Le marché de l’immobilier n’est pas sorti d’affaire aux Etats-Unis. Malgré la publication de quelques statistiques encourageantes récemment, le secteur vient de prendre connaissance de statistiques beaucoup moins favorables ces derniers jours. Coup sur coup, les statistiques de ventes de logements neufs et de logements anciens ont montré un ralentissement des ventes.
Les ventes de logements neufs, publiées ce mardi ont ainsi reculé de 1% au moins de juin, contre un recul de 0,6% en mai, un chiffre toutefois révisé à la hausse par rapport au recul de 2,1% annoncé initialement. Le département du Commerce précise que 312.000 logements neufs ont ainsi été vendus en juin, après un chiffre de 315.000 en mai (révisé à la baisse). Un chiffre qui s’avère du coup bien inférieur aux 320.000 unités attendus par les économistes.
Les prix restent fermes
Seul point positif dans cette publication : les prix repartent à la hausse. Le prix de vente médian a ainsi progressé de 7.2% à 235.200 dollars le mois dernier par rapport à la même période de l’année précédente.
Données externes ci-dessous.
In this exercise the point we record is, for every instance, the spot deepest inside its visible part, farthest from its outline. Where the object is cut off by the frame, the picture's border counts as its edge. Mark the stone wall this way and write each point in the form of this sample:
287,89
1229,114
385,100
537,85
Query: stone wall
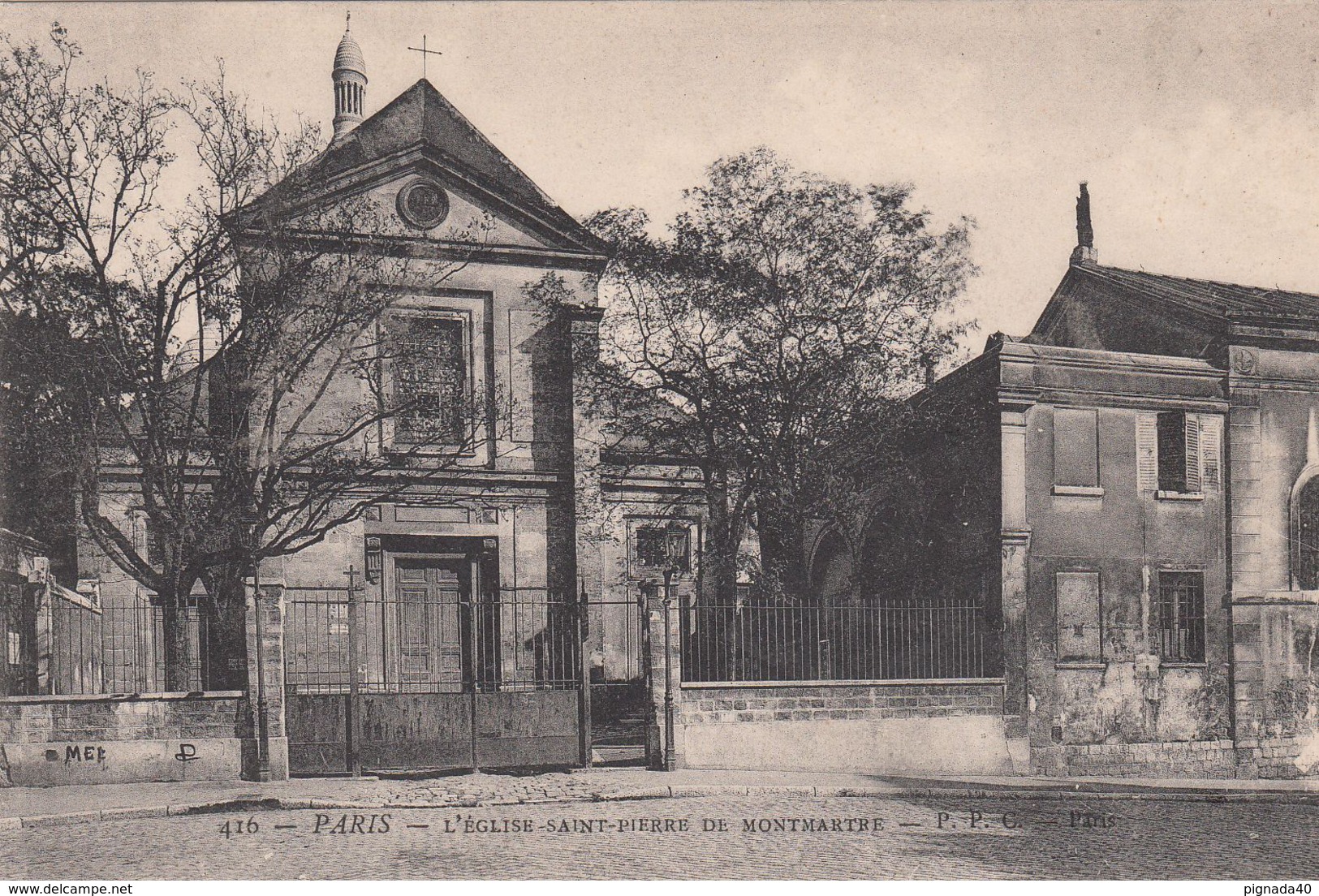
48,740
1182,759
1272,758
890,727
789,702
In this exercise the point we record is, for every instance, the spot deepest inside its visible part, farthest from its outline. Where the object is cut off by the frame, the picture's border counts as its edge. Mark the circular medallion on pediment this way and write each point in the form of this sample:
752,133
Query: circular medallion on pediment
1244,362
422,204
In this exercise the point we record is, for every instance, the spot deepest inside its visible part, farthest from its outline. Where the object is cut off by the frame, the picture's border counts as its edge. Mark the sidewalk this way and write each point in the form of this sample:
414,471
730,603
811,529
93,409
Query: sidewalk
58,805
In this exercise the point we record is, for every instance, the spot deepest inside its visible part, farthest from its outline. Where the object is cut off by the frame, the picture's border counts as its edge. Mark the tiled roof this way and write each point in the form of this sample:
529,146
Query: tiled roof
1207,297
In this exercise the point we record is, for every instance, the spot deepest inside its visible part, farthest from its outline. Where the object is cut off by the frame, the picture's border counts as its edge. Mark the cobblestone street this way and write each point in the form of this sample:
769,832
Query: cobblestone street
668,838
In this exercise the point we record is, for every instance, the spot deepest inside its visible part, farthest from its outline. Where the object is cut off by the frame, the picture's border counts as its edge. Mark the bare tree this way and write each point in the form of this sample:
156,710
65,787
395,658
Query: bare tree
257,398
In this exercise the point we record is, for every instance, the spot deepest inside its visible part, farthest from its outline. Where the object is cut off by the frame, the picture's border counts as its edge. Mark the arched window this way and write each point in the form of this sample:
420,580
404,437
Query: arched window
1306,536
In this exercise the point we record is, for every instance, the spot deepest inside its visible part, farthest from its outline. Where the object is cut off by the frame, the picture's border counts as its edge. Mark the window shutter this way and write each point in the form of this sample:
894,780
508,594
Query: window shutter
1192,453
1146,451
1211,450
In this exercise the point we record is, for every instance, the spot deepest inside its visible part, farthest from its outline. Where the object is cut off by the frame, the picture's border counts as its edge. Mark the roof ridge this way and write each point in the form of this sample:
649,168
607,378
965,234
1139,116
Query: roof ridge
1205,282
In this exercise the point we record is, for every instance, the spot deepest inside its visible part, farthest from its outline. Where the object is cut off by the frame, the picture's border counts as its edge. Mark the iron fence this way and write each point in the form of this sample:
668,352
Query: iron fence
63,643
430,640
760,639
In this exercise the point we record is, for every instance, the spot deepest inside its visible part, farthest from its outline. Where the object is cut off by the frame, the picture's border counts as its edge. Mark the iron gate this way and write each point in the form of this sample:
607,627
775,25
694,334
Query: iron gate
622,714
432,674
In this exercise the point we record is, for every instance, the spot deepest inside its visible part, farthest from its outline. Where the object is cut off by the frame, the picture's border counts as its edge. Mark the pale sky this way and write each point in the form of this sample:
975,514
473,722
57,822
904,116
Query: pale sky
1196,124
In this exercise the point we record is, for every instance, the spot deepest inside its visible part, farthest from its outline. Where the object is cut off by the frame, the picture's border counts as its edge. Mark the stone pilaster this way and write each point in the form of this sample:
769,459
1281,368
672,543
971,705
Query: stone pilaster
588,514
1013,578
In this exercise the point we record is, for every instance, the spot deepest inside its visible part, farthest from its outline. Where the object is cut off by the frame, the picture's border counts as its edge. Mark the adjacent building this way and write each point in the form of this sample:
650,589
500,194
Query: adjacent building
1131,489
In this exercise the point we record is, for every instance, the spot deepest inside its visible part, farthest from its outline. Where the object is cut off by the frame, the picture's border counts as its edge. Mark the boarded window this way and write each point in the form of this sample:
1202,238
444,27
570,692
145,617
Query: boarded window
1181,617
1080,634
657,548
430,381
1075,448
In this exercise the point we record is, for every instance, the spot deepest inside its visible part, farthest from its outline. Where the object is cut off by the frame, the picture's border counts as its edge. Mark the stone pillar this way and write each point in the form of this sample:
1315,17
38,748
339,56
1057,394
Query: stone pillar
1013,579
656,618
265,683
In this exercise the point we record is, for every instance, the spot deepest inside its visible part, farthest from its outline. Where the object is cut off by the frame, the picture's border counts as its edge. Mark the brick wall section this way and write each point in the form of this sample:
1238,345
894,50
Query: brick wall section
54,719
1273,758
1179,759
793,704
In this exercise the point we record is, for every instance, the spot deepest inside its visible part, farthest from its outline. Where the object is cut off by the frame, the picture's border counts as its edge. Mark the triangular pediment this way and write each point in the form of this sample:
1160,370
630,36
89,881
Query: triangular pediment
421,134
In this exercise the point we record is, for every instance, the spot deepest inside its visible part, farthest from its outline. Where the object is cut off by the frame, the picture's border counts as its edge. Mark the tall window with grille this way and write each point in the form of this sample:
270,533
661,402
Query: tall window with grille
1306,540
1181,617
430,383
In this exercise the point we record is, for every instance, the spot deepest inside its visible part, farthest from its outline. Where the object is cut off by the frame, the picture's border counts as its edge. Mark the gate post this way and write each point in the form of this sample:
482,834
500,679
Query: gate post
352,722
584,632
269,747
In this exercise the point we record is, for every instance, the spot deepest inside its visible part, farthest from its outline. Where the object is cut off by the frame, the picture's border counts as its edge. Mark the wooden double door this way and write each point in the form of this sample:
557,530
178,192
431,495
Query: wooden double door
451,672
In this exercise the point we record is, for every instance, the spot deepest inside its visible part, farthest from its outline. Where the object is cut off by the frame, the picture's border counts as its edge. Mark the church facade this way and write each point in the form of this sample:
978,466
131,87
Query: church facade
1099,556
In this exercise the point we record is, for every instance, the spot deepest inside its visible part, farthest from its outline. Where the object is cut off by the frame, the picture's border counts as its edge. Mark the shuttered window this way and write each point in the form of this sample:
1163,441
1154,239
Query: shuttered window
1080,632
1075,448
1178,451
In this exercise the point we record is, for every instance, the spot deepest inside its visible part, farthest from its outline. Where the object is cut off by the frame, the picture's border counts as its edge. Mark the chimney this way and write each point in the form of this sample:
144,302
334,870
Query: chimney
1084,251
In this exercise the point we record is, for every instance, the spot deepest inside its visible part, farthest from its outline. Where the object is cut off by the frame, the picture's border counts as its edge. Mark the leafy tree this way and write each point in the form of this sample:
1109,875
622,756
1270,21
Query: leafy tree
782,316
242,405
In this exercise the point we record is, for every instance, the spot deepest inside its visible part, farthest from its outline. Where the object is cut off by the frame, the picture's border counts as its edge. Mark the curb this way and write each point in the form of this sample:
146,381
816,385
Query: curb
670,792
Il faut dire que l’atonie du marché est aussi perceptible du côté de l’offre : Les maisons disponibles à la vente en juin ont reculé à 164.000 unités, contre 167.000 le mois précédent. Cette inflexion au niveau des prix a également été confirmée ce jour par l’indice S&P Case Shiller. L’indice composite regroupant les prix dans 20 aires métropolitaines est ressorti stable au mois de juin, en données corrigées des variations saisonnières (CVS). L’indice est même en hausse en données non CVS, de 1%.
La publication des ventes de logements neufs intervient quelques jours après celle des ventes de logements anciens, qui s’avéraient, elles, être en repli de 0,8% aux Etats-Unis au mois de juin, à 4,77 millions en rythme annualisé.